To successfully train a Deep Learning workload on a given computing resource without exceeding the memory capacity limitation, it is valuable to develop a model to estimate the peak memory consumption for a given DL network configuration. Generating a reliable memory consumption model for DL workloads has multiple advantages. Firstly, by reliably capturing the memory consumption prior to execution we can run the largest possible application configuration on the given system resources. Secondly, while scaling the model training onto multiple nodes, a common phenomenon while training large-scale DL workloads, identifying the peak memory consumption prior to runtime can help distribute the workload in an optimal manner, thereby achieving peak throughput. However, reliably predicting the memory consumption prior to runtime is a non-trivial task for application developers. As mentioned before, memory consumed during the model training phase depends on various parameters such as the network architecture, batch size, input dimension of the training data, data precision, and so on.
In this paper, we present a multi-parameter modeling approach to generate analytical models that accurately predicts the peak memory consumption of a Deep Learning workload. In the next section, we present a DL application, 3D U-net as our case study. First, we perform a memory characterization of 3D U-net, identifying key parameters that contribute to its high memory consumption. As a baseline, we then generate a basic analytical model by studying the network architecture to estimate memory requirements. We will show how a model generated by studying the network architecture falls short of accurately predicting the runtime memory consumption, thereby highlighting a need for a better modeling approach for generating a memory consumption model.

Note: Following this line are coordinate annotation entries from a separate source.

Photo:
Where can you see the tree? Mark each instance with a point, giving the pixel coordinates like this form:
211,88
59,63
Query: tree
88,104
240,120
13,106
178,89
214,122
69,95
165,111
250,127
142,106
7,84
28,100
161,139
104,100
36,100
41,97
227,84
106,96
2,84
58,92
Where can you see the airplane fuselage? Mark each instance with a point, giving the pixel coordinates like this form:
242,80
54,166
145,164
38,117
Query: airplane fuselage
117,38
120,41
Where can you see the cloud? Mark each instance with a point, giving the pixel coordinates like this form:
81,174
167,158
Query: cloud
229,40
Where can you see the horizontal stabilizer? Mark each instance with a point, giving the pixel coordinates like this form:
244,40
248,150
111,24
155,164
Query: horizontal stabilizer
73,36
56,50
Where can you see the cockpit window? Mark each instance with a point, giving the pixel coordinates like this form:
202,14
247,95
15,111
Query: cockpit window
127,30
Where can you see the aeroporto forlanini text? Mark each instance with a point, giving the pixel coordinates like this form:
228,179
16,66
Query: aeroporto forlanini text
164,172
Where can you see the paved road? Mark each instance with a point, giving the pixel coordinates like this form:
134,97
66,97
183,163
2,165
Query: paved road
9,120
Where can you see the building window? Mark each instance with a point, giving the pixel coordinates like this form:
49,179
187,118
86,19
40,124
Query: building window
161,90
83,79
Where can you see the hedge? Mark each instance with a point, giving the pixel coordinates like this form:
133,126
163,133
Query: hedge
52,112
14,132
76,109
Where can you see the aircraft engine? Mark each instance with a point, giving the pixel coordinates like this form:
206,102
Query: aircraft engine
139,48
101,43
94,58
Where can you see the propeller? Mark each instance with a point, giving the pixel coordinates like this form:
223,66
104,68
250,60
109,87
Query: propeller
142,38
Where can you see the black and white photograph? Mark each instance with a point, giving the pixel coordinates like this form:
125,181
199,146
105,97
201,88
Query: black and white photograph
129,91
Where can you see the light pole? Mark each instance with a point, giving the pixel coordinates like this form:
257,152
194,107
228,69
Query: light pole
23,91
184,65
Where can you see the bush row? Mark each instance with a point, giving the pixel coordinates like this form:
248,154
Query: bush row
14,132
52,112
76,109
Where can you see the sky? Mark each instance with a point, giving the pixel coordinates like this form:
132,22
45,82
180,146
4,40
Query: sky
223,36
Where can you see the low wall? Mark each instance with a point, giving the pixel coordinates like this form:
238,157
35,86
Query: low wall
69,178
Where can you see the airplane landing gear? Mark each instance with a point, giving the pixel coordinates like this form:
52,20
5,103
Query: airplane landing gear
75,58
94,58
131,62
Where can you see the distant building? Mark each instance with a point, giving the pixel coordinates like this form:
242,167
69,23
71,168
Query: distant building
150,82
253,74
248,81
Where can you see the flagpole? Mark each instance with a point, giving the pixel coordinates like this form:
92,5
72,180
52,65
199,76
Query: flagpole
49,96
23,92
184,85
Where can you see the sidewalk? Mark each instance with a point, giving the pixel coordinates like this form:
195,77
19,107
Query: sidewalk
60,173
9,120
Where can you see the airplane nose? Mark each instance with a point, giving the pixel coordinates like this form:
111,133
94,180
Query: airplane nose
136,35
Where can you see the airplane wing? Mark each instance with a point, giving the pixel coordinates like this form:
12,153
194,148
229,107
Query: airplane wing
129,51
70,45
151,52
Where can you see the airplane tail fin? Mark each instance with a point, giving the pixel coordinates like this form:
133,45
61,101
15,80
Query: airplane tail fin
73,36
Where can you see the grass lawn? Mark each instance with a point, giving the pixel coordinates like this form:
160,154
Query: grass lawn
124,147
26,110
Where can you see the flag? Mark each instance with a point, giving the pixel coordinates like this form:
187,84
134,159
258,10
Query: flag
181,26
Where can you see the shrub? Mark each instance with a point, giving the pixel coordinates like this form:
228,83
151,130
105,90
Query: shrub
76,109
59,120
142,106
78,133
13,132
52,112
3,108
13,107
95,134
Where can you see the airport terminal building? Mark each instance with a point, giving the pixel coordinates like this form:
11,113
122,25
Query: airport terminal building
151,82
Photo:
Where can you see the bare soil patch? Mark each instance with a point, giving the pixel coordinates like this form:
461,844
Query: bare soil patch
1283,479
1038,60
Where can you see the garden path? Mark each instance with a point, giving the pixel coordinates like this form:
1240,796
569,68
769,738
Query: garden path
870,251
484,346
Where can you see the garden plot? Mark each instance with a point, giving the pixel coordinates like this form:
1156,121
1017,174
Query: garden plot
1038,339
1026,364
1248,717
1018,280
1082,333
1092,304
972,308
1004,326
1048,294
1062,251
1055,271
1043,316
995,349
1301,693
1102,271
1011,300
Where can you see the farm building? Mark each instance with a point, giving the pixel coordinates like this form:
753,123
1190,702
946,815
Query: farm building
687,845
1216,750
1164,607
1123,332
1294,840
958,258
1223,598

In the section Modeling methodology we present our modeling approach, which leverages symbolic regression principles [5] to generate a multi-parameter model capturing the impact of key application parameters on memory consumption. As shown in Model evaluation, using a small number of training samples from the 3D U-net case study, our modeling approach was able to generate memory consumption models that produced predictions that are less than 5% Mean Absolute Percentage Error (MAPE) when validated against untrained data points. We also compared our model approach against models generated from other machine-learning based regression methods, demonstrating the superior accuracy of our modeling approach.